ClassPoint also includes WhitePine's MeetingPoint server, a very interesting product all in of itself. MeetingPoint is a standards-based NT-based software server that provides real-time, multipoint, open conference interaction. MeetingPoint enables any H.323 client to connect with another. The H.323 spec itself does not define such multipoint conferencing, so MeetingPoint is a very useful and interesting piece of software. The H.323 standard specifies the means for sending audio, video, and data communications across IP based networks, including the Internet. While video capabilities are optional in the H.323 spec, any video-enabled H.323 terminal must support H.261, while support for H.263 is optional. (See Main Story.)

Users of Intel's ProShare, Microsoft's NetMeeting, White Pine's CU-SeeMe (which is non-H.323, but a standard CODEC is available), and others can all interact through the same MeetingPoint server. But regardless of which client used, beware network IP latency when using anything other than a high speed network. Even with remote users logged in via ISDN, you can reasonably expect people's lips to be out of synch with the moving picture. This is just the nature of the current IP beast

Commercial pricing for just the MeetingPoint server starts at $3,995 for a ten user license, $7,995 for 25 users, and goes up from there.
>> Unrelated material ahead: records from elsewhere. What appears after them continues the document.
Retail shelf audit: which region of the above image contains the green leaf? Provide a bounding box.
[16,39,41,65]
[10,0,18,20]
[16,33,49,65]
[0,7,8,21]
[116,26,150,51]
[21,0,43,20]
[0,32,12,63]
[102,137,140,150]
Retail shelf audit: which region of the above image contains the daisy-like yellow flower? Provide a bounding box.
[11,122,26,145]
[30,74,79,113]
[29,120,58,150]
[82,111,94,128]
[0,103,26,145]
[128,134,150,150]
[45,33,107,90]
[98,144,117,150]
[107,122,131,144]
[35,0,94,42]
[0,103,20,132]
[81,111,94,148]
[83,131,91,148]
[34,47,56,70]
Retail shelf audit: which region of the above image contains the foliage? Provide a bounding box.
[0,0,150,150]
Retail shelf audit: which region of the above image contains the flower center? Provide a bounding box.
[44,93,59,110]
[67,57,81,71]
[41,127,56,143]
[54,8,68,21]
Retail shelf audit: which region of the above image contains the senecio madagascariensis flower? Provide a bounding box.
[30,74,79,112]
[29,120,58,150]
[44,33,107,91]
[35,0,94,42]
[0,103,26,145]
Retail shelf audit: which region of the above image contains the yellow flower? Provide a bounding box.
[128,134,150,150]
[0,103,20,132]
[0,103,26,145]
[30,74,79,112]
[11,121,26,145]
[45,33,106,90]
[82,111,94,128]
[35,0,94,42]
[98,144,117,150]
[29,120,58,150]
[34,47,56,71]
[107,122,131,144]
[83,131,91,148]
If you buy the bundled MeetingPoint/ClassPoint package, a 10 user license is $6395, with 25 users costing $12,995. A ClassPoint add-on license is also available separately. (Educational and non-profit discounts are available for both server packages.) Factor in the price of 25 user combo MeetingPoint/ClassPoint server license, along with the cost of about $200 for a camera setup (though not all seats need cameras), and the total cost for a ClassPoint set-up is about $700 per seat (in addition, of course, to the cost of each PC).

Any of the above approaches will get you a long ways down the Intranet multimedia road, and without breaking your corporate piggy bank -- and even more importantly, without clogging up precious bandwidth.